Have you ever imagined school as never-ending, with no graduation in sight? Many might say my life is much like that. Ten years ago, in a desire to respond to the Lord's call and to answer love with love, I left everything: my father, my mother, my sisters, my friends, and my work, to dive into a world unknown to me. Embracing consecrated life, especially monastic life, was certainly not in keeping with the times.

When one joins a religious community at age 28, one has already lived a bit and gained life experience, at least at a professional level. I soon realized that despite my desire to swim in deep waters, I had landed in a universe filled with various guidelines. Reality hit me in the face: a large part of what I was bringing was of no use. There was a real need to truly give birth to something new that willingness could not guarantee without the help of grace.

Of course, walking in Christ’s footsteps is what a consecrated life is all about. Nobody conforms to it completely, though. Working with one’s hands, cultivating solidarity, living the love, feasting on the Word of God, as one serves and obeys others, means living a life in the image of Christ’s life.

This is a path for apprenticeship and conversion that is rough, yet filled with joy: the joy of silence and solitude filled with His Presence, the joy of His Word meditated and partaken, the joy of liturgical prayer sung daily; the joy of living as a fraternity with city dwellers at the heart of the town; the joy of encounters, etc.

It is a school of life, but for life because in the end one must live the Gospel in an ordinary life, with one’s eye upon the horizon, awaiting a vivifying encounter with the Lord.

Chastity, poverty, obedience makes sense only in the perspective of this Encounter. This is my joy!
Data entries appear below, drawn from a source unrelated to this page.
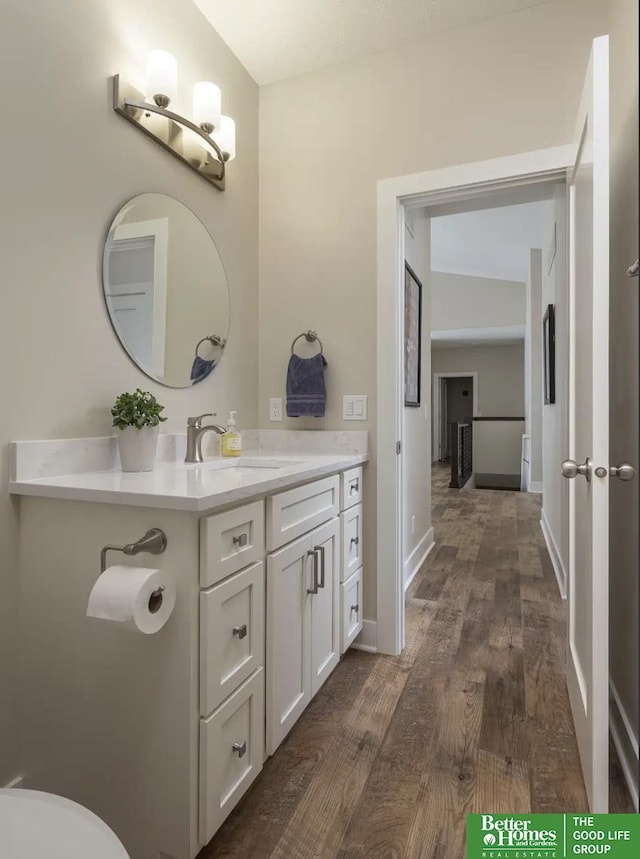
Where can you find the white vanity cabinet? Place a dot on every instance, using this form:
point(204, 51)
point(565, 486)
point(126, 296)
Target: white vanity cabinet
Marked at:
point(231, 660)
point(351, 491)
point(303, 625)
point(177, 723)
It means living simply in fraternity in the company of others, waiting together like the watchman expecting to hear the footsteps of the Beloved adorned in various gowns.

When, on 2 February 1997, Saint Pope John Paul II instituted the Day for Consecrated Life on the feast of the Presentation of the Lord, his wish was to make it a day of thanksgiving. So, how can I not add my voice to that of the Church, giving thanks to the Lord for a consecrated life which takes roots in the baptismal consecration and promotes an evangelical dynamic within a permanent process of conversion?

Yes, I bless and give thanks to the Lord for his call, which has found an echo in the heart of many people over the centuries. Still today, he never ceases to call men and women to a life in His Presence at the heart of the world. Ageing and the decline linked to the vocation crisis is a reality in several communities, but the “Yes” pronounced one day and vouched daily is always fertile, even when it is said in a state of poverty. This is a school that brings life and sustains it.

May the Holy Spirit renew in each baptized individual the awareness of this common call to Sainthood, and give them the courage and the desire to answer His call personally, in the secret of their hearts, with generosity, love and confidence.